When my younger sister got engaged, I was nervous about how I would deal with the wedding. I knew it would be beautiful and painful at the same time. I davened for the strength to be present and happy for her.

At noon on the wedding day, I sat in my bedroom saying Tehillim for my sister the kallah, when the doorbell rang. A delivery man from a café dropped off a package with my name on it. There was a note that said, I’m thinking about you on this day. Take care of yourself. Rina.
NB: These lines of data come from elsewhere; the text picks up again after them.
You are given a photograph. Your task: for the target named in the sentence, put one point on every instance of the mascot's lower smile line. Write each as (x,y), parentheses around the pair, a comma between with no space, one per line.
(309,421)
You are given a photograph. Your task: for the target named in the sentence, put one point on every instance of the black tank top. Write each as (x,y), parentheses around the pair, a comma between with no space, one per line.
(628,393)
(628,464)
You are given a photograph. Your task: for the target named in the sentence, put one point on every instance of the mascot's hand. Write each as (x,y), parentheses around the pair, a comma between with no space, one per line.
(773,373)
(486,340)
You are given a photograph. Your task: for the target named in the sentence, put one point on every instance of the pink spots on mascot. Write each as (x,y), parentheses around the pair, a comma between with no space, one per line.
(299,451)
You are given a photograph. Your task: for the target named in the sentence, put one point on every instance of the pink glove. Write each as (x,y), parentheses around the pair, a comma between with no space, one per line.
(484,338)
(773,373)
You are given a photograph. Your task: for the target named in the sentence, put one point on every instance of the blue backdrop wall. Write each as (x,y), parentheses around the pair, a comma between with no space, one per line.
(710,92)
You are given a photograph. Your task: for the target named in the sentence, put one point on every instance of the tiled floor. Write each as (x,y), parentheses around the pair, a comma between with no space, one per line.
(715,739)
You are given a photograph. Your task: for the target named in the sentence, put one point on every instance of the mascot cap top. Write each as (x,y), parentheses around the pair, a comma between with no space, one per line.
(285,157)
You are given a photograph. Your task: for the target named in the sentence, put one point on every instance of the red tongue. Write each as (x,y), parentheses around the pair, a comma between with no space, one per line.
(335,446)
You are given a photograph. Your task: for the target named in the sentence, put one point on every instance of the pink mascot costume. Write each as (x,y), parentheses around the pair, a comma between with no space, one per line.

Tears sprang to my eyes. Such simple words. From Rina, my best friend from seminary who is married and has a family of her own. She couldn’t possibly understand exactly what I felt, but her drink and muffin felt like the warmest hug.

Drive It Forward
T.S., Cleveland

One year, my friend and I arranged to carpool together to transport our preschoolers to school. All went smoothly until we learned that we were both expecting new babies the very same week. My husband worked long hours and I had no extended family in town.

How were we going to manage carpool when our babies were born?

I put it aside in my head. We still had a few months to go.

Our babies were born within days of each other. Who would drive the adorable preschoolers? Mrs. Block, my friend’s mother, lived 30 minutes away, but was committed to helping her daughter and drive her carpools. Mrs. Block said to me cheerily, “Why don’t I drive carpool for you, too?”

I was reluctant to take her up on the offer. How could I repay the favor?

“Pay it forward,” she responded. “Help someone else in need when you’re back to yourself and feeling up to it.”

She proceeded to drive her granddaughter and my preschooler to school every day for three to four weeks, to give both tired mothers a chance to rest.

And the following year, in another carpool with another child, a friend temporarily couldn’t drive her carpool for some reason. I enthusiastically offered to drive for her as long as she needed. When she hesitated to accept this large gift, I explained that I had a favor to repay, and could she please pay the favor forward.

I like to think this chesed is still alive, eternally being paid forward.